The history of the Vermont state flag must include a reference to the United States flag, adopted on June 14, 1777, and described as follows: "The flag of the United States shall be thirteen stripes, alternate red and white, that the union be thirteen stars, white in a blue field."
After the admission of Vermont to the Union in 1791 and Kentucky in 1792, the design of the U.S. flag was changed by Congress in 1794 to include fifteen stripes and fifteen stars. This design remained the National emblem until 1818, was the flag which inspired Francis Scott Key to write "The Star Spangled Banner," and is usually known as the Fort McHenry flag.
The first distinct Vermont flag was a state militia flag created on October 31, 1803. Tennessee and Ohio had now been admitted into the Union and, apparently anticipating that the U.S. flag would continue to add stripes and stars for each addition, Vermont authorized a flag of seventeen stripes and seventeen stars "with the word 'VERMONT' in capitals above the said stripes and stars." However, in April, 1818, Congress authorized our present United States flag of 13 stripes, with a star for each state.
The second Vermont flag, then, was authorized on October 20, 1837, and contained "thirteen stripes, alternate red and white, and a union of one large star, white in a blue field, with the coat-of-arms of the State of Vermont therein." This remained our state flag until 1923, although it does not appear that this flag was ever used or displayed to any extent, nor even that many people were familiar with its existence. In fact, when the desirability of a change was in question, only a few of these state flags could be found.

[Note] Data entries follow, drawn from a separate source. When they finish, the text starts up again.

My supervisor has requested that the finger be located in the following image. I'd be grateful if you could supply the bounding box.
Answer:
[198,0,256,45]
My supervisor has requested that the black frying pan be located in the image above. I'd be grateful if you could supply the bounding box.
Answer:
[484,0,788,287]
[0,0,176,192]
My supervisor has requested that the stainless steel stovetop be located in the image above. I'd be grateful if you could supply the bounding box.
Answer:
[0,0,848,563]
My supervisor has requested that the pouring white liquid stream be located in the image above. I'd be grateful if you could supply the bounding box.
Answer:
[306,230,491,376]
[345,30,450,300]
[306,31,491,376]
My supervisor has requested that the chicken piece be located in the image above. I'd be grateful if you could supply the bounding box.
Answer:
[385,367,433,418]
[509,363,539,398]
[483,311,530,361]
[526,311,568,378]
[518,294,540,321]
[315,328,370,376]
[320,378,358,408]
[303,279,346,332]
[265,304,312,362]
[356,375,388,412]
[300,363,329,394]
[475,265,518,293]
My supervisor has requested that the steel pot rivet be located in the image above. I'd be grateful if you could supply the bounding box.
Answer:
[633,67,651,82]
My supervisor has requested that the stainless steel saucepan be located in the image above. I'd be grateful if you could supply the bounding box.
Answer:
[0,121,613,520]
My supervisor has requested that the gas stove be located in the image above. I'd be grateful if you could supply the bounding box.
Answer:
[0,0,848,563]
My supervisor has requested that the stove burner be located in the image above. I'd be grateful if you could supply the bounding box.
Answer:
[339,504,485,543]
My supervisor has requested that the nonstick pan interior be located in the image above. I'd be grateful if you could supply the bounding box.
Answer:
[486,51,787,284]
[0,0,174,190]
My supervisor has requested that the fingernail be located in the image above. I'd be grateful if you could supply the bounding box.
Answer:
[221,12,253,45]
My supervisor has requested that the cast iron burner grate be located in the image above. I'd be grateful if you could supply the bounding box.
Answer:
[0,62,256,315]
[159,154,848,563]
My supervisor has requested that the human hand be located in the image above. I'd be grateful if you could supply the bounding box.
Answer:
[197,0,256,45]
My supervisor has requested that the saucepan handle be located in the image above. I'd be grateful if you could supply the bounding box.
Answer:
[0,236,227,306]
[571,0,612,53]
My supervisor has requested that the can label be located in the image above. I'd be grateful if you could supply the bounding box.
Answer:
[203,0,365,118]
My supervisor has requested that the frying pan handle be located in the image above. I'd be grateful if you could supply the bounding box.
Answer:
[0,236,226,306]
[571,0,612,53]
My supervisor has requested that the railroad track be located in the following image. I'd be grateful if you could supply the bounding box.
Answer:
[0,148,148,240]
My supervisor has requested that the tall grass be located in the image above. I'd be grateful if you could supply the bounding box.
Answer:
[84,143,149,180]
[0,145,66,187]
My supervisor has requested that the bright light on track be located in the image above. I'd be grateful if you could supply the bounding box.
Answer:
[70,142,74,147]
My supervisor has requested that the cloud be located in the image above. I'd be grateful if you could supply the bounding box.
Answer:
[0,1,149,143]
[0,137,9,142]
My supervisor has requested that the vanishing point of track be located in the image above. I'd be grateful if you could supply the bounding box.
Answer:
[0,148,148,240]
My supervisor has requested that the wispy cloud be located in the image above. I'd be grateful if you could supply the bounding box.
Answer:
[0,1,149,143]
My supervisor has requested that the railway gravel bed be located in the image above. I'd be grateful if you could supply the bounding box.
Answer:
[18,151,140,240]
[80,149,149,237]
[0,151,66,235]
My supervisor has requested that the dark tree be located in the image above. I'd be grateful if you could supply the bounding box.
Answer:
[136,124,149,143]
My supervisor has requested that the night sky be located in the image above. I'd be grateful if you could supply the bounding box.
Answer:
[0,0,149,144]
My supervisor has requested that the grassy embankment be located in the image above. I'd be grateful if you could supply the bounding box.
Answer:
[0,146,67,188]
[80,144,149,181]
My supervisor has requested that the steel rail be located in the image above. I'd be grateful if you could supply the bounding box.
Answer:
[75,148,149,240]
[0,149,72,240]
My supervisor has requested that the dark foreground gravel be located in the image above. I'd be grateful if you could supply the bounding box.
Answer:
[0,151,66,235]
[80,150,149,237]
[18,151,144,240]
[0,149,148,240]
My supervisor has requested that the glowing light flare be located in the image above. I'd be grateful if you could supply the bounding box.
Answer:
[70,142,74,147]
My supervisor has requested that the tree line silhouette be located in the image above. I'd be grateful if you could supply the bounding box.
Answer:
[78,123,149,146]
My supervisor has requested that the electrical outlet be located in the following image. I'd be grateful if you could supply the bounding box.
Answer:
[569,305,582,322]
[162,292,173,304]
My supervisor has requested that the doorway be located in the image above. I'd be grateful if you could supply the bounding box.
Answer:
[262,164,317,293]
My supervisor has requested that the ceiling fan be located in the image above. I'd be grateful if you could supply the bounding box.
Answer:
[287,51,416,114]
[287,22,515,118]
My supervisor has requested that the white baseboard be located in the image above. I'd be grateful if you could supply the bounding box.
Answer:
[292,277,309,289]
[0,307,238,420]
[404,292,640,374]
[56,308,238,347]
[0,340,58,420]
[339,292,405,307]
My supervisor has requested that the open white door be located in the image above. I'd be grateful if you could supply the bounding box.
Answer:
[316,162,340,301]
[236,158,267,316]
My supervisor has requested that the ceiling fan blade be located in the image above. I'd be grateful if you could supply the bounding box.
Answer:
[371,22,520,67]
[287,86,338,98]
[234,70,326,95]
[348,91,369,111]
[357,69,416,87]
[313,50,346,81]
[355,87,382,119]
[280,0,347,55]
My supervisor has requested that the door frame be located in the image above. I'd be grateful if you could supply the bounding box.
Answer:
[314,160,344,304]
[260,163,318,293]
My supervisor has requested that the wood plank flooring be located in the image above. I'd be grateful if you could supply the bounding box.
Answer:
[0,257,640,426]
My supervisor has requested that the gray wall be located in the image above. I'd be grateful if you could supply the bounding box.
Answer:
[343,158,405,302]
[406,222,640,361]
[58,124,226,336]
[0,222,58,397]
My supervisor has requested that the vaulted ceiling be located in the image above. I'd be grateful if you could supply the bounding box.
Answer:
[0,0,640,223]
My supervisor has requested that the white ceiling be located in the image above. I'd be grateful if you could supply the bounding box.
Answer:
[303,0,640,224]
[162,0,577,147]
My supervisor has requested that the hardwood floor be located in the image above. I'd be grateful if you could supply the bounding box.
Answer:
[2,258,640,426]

It was felt that a distinctive Vermont flag should be created, one that as it hung on a pole could not be confused with the United States flag. It was also discovered that the second state flag had never been carried as the state colors in any of the wars in which Vermont participated, but that the flag borne by regiments of the State of Vermont in the Civil War, the Spanish- American War, the Mexican Border service and at the outbreak of World War I, was a flag having the state coat-of-arms on a blue field. A flag of the same design had by custom also been carried as the Governor's flag. Accordingly, No. 3 of the Acts of 1923 approved this design as the official state flag as it is today.